Let the cube have side length $\ell$ and the top surface be submerged to depth $h$ from the top surface of the water of density $\rho$, exposed to atmospheric pressure $P_\text{air}$. The forces on the top and bottom surfaces of the cube are $F_\text{top}$ and $F_\text{bot}$ respectively. Then, they are $$ \begin{align} \tag1F_\text{top}&=\ell^2\left[P_\text{air}+\rho g h \right]\qquad\quad\ \text{downwards}\\ \tag2F_\text{bot}&=\ell^2\left[P_\text{air}+\rho g(h+\ell)\right]\qquad\text{upwards}\\ \tag3F_\text{bouyancy}&=F_\text{bot}-F_\text{top}=\ell^2\rho g\ell=\rho g \ell^3 \end {align} $$ which is independent of the atmospheric pressure.
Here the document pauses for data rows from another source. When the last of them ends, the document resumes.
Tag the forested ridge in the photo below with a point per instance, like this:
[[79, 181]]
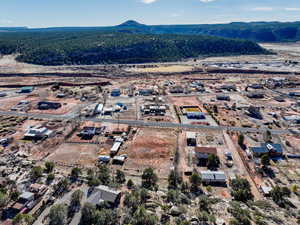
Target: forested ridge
[[98, 47]]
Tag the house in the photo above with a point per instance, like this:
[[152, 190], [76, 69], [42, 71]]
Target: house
[[279, 99], [146, 92], [213, 177], [228, 87], [37, 133], [273, 150], [294, 94], [26, 90], [292, 118], [176, 90], [60, 95], [254, 112], [24, 200], [266, 190], [115, 148], [256, 86], [119, 160], [108, 111], [115, 92], [104, 158], [154, 109], [223, 97], [195, 115], [87, 132], [43, 105], [202, 154], [104, 194], [191, 139], [98, 109]]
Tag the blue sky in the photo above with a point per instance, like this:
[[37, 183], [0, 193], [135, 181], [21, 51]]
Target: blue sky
[[46, 13]]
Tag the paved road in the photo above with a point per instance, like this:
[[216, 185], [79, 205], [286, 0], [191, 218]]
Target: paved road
[[77, 216], [140, 123]]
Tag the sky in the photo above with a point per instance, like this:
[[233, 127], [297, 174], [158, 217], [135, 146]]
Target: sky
[[58, 13]]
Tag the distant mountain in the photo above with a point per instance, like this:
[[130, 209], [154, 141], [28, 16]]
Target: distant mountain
[[10, 29], [131, 23], [254, 31], [89, 46]]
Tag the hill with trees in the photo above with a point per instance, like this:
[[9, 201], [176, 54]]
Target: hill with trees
[[254, 31], [68, 47]]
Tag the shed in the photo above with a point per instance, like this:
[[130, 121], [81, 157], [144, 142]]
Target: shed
[[104, 193], [115, 148], [191, 139], [211, 177]]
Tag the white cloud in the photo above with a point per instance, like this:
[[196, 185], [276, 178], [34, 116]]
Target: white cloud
[[262, 9], [292, 9], [148, 1]]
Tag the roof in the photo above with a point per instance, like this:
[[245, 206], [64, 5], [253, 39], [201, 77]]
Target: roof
[[206, 150], [266, 190], [263, 148], [119, 158], [116, 146], [27, 195], [191, 135], [27, 88], [213, 175], [103, 193]]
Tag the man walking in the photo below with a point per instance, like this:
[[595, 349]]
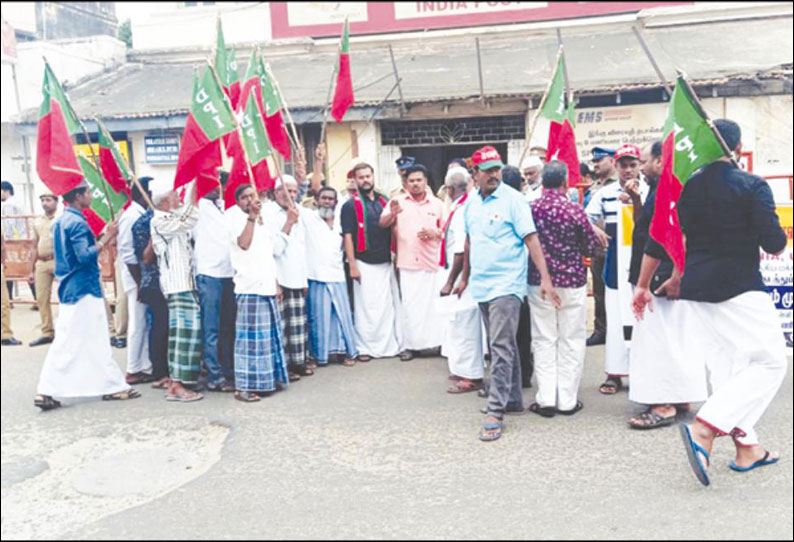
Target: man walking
[[331, 330], [416, 219], [368, 250], [726, 216], [499, 226], [558, 333], [80, 362], [44, 266], [259, 361]]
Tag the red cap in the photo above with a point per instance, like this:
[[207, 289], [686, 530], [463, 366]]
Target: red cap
[[632, 151], [486, 158]]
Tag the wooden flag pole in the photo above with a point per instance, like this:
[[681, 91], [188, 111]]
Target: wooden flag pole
[[539, 109], [87, 139], [135, 181], [728, 152]]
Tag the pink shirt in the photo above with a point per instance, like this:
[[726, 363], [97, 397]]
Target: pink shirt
[[413, 253]]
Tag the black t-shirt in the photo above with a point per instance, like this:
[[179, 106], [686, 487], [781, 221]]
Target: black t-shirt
[[726, 215], [641, 243], [379, 239]]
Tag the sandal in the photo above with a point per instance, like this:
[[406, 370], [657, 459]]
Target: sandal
[[491, 431], [611, 386], [131, 393], [464, 385], [650, 420], [187, 397], [579, 406], [246, 396], [45, 402], [546, 412]]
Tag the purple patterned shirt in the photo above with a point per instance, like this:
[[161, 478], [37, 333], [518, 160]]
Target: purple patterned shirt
[[566, 235]]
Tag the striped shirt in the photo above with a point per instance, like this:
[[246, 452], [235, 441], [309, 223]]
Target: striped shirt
[[171, 243]]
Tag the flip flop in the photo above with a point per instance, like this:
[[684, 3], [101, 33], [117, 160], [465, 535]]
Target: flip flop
[[692, 450], [491, 431], [760, 463]]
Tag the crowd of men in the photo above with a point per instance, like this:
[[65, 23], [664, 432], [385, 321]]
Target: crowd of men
[[260, 294]]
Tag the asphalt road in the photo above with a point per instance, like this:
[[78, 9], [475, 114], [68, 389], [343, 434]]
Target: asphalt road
[[374, 451]]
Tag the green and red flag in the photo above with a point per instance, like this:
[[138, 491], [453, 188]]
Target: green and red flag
[[111, 162], [561, 144], [343, 93], [56, 163], [209, 119], [105, 202], [689, 143]]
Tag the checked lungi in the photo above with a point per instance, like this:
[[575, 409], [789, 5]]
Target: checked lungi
[[259, 361], [184, 337], [293, 318], [331, 328]]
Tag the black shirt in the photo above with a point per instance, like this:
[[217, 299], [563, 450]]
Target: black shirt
[[378, 239], [642, 243], [726, 215]]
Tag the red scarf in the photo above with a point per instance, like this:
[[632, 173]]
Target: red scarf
[[455, 207], [362, 240]]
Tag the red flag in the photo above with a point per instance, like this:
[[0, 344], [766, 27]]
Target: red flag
[[343, 94]]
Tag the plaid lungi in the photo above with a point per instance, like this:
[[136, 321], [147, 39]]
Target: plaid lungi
[[296, 335], [184, 337], [331, 328], [258, 350]]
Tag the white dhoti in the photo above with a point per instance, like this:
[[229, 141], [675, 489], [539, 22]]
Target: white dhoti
[[80, 361], [137, 335], [375, 315], [558, 345], [616, 351], [745, 352], [421, 324], [661, 370]]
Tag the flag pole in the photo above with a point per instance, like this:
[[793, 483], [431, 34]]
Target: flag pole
[[134, 177], [728, 152], [87, 139], [236, 126], [536, 116]]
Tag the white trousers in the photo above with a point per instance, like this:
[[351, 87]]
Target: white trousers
[[616, 352], [375, 313], [558, 345], [80, 361], [463, 344], [421, 324], [661, 371], [137, 335], [742, 343]]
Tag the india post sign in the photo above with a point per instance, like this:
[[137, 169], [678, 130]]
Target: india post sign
[[161, 148]]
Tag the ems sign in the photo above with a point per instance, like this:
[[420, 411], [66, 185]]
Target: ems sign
[[161, 148]]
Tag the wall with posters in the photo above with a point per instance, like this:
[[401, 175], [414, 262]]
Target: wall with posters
[[321, 19]]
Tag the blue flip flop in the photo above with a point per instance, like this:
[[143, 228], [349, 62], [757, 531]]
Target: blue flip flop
[[692, 450], [760, 463]]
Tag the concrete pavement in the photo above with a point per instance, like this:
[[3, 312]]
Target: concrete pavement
[[374, 451]]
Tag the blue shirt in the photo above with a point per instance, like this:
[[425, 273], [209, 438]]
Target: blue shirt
[[76, 252], [496, 227]]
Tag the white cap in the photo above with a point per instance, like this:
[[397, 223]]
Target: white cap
[[532, 160]]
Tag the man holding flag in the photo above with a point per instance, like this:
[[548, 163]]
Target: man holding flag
[[727, 215]]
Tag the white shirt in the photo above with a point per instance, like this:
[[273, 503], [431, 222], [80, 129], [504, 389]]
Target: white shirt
[[324, 249], [255, 268], [212, 247], [289, 250], [171, 244], [126, 249]]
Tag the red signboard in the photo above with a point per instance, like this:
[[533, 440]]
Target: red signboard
[[320, 19]]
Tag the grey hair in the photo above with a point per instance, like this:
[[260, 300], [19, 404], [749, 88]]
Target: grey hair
[[457, 178], [554, 174]]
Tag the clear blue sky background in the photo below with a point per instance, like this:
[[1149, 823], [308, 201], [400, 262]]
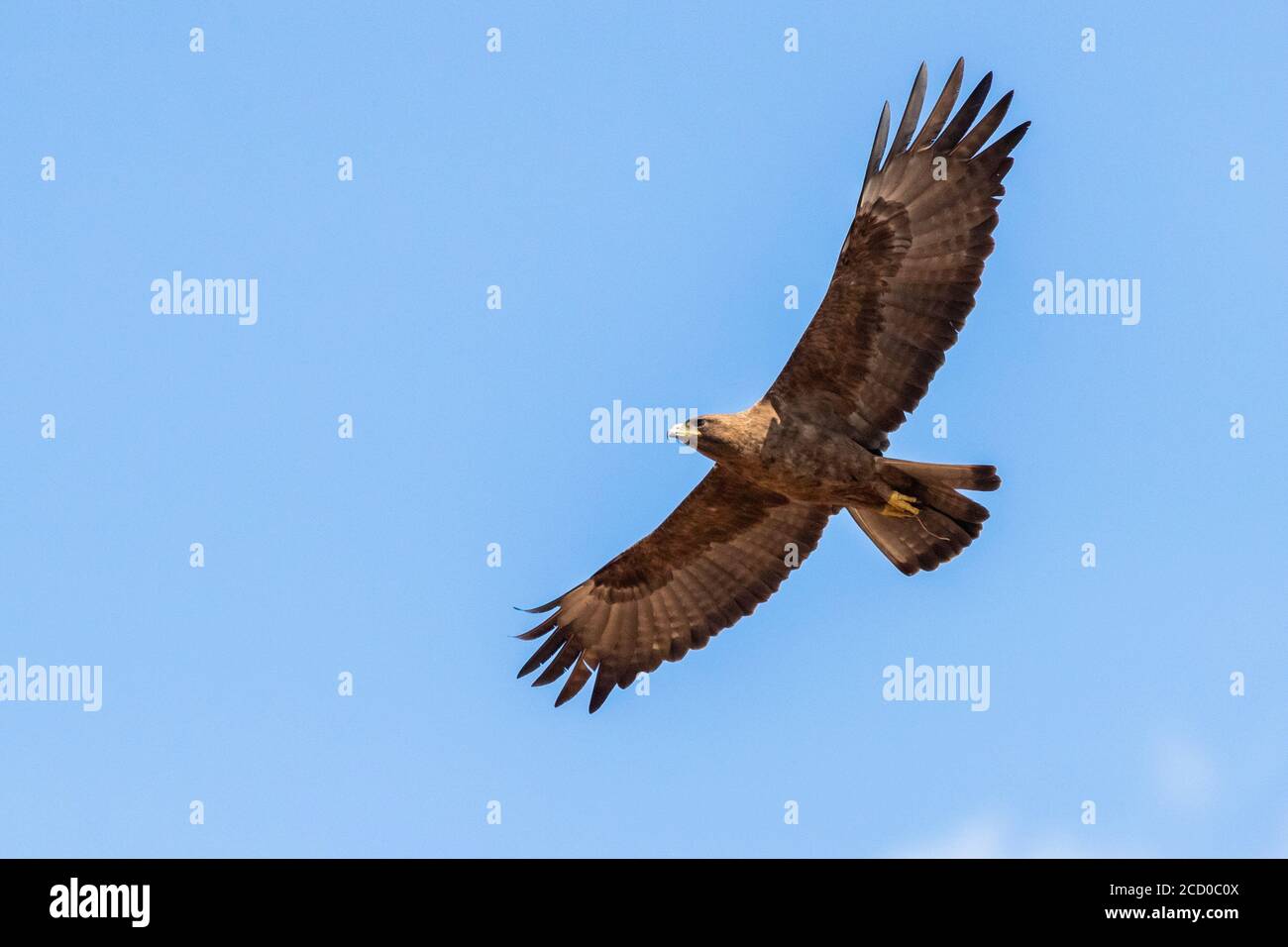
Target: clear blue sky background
[[473, 427]]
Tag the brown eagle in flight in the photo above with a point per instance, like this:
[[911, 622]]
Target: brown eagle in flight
[[903, 286]]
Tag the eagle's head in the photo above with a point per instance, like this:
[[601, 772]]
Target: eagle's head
[[713, 436]]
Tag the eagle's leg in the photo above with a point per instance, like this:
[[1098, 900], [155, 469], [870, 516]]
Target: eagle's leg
[[900, 505]]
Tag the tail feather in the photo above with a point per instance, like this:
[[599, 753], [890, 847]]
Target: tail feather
[[947, 521]]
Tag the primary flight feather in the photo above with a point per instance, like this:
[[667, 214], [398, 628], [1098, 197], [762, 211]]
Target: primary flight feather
[[903, 286]]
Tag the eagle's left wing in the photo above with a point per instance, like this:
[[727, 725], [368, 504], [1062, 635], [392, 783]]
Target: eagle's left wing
[[722, 551], [909, 268]]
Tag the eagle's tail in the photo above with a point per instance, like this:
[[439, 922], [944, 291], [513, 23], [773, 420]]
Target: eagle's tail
[[944, 522]]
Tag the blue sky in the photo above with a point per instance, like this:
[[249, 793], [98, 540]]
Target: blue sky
[[472, 427]]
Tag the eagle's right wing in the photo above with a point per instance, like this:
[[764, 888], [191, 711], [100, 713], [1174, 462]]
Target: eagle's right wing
[[909, 268]]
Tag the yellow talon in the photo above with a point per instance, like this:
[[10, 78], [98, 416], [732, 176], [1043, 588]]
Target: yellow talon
[[901, 505]]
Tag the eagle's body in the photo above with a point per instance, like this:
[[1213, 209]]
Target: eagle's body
[[814, 445]]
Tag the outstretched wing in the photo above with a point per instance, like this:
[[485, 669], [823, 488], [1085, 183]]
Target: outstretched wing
[[910, 266], [722, 552]]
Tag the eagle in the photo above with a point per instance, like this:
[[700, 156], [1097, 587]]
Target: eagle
[[815, 442]]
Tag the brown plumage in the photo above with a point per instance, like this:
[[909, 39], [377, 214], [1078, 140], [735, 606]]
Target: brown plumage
[[903, 286]]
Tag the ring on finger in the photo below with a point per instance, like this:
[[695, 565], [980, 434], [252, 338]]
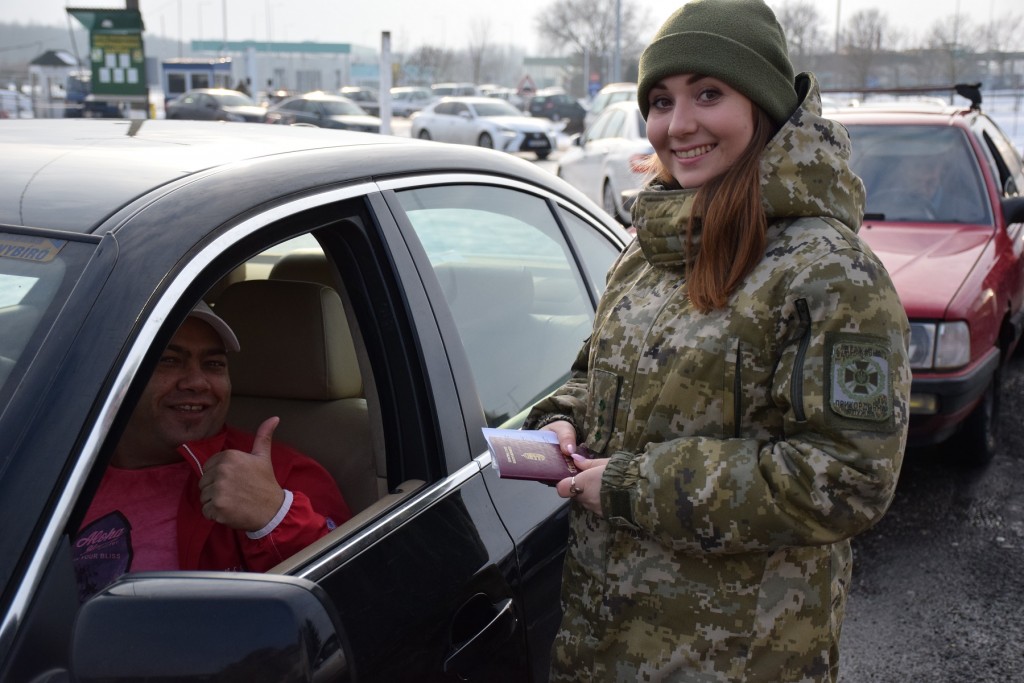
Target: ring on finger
[[573, 489]]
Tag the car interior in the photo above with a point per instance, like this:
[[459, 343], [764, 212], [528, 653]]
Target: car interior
[[309, 375]]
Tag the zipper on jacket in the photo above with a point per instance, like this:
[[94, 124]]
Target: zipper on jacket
[[737, 403], [797, 384], [193, 455]]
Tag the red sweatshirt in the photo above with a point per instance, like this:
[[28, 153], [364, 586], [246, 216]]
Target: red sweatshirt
[[316, 508]]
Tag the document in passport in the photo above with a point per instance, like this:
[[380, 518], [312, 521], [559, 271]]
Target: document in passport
[[522, 454]]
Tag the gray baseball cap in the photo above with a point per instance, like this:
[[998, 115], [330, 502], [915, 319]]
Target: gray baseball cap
[[205, 313]]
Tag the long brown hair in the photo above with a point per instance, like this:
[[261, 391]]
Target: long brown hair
[[734, 225]]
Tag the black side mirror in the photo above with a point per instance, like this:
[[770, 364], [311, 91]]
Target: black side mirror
[[1013, 209], [208, 626]]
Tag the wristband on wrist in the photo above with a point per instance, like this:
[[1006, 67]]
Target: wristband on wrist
[[557, 417], [272, 524]]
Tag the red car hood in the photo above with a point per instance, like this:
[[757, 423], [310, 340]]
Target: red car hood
[[928, 263]]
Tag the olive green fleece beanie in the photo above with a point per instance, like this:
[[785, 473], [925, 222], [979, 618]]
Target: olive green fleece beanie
[[736, 41]]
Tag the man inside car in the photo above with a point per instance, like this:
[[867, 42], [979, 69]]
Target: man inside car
[[185, 491]]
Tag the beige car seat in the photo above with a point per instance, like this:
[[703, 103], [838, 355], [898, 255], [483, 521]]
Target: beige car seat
[[298, 361]]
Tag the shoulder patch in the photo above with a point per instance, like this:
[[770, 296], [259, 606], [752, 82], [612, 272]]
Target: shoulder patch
[[859, 385]]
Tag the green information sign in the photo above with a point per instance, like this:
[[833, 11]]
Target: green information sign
[[116, 52]]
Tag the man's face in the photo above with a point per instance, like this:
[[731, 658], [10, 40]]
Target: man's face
[[187, 395], [924, 176]]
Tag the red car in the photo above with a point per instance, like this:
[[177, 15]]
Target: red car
[[945, 213]]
It is only dependent upon the water's density $\rho$ and the cube's volume $\ell^3$, i.e. the volume of the water that was displaced by the cube. i.e. $F_\text{bouyancy}=W_\text{displaced water}$

For the cube to stay afloat in the middle, this means that $F_\text{bouyancy}=W_\text{cube}=mg=\rho_\text{cube}\ell^3g$ and just by comparing with Equation (3), we see that it is necessary for $\rho_\text{cube}=\rho_\text{water}$ for that to happen.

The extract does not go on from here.